锦曦撩开车帘子,扫了一眼官道不远处,歪歪扭扭的田埂延伸向的那一片小土坡,土坡周围栽种着几颗树,土坡上稀稀疏疏绕篱竹坐落这不出十来户人家的矮房子,房子顶上都是盖着稻草和茅草,远远还有狗吠的声音传来。
“东家姑娘,要不,你们也顺道去我乳娘家喝口茶,歇息片刻?”话唠子又问道。
锦曦摇头道:“多谢,不用了,你们去吧,我们也要赶路。”
“那,我就不勉强了,我们后会有期吧。”白衣男子道,锦曦点点头,缩回身子,阿财跳上车,阿旺正要扬鞭,突然那白衣男子急道:“有道是百年修得同船渡,在下沧云,还没请教东家姑娘贵姓?”

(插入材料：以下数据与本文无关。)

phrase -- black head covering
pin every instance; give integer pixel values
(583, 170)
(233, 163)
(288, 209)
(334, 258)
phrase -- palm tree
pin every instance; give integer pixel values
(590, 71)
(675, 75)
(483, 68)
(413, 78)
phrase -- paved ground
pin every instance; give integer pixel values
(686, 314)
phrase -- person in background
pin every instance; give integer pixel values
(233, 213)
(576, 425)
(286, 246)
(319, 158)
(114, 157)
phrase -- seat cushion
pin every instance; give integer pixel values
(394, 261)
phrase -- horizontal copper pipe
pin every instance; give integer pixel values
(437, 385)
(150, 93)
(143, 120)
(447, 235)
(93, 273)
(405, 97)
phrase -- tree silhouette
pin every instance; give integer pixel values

在这个时代,随便打听陌生女子的姓名,是唐突的,所以白衣男子只问锦曦的姓氏。
锦曦淡淡一笑,道:“免贵姓梁,后会有期。”说完,撂下帘子吩咐阿旺赶车。
马车很快便驶远,这边官道边上,白衣男子背手望着那马车远去的方向,嘴角扬起一抹得意的笑意。
一旁的灵宝脸上因跑路而泛起的红色,尚未完全褪去,看着自家少爷,不解问道:“少爷,你不是说要抓住那姑娘来要挟文鼎,逼他现身吗?咱们的人就乔装驻扎在胡村,只要你一声令下,那不手到擒来?”
沧云微微摇头,道:“这会子不能用强!”
“为啥不能用强?莫不成,少爷你是在忌惮那姑娘身边的两个随从的身手?”灵宝问道,话音还没落,脑门子上就挨了一巴掌。
沧云瞪着灵宝,手指戳着灵宝训道:“以本少爷的身手,文鼎都不放在眼底,哪里会怕了这两个随从?你这蠢蛋。我不用强,是不想打草惊蛇!”
“灵宝明白,少爷是想要取得梁姑娘的信任,好顺藤摸瓜,一网打尽。”灵宝连忙改口。
“嗯,就是这样!”沧云收回手,看着官道上渐渐成为一只小黑点的马车,凤眼眯起,眼底闪过一抹凌厉。
“少爷,那你取得梁姑娘的信任了么?什么时候从她那套出文鼎的下落?”灵宝又问。
“姓梁的大脚丫头。我现在还没摸准她的深浅,那丫头自打上了马车,就在后面睡的打鼾。我都找不着机会套话。她贪婪又敛财的本性,我倒是瞧得真真的,你没瞧见她来抠我这瞎子手里的铜板时那样子,笑得嘴巴都歪了,乡下没见识的丫头就是肤浅!”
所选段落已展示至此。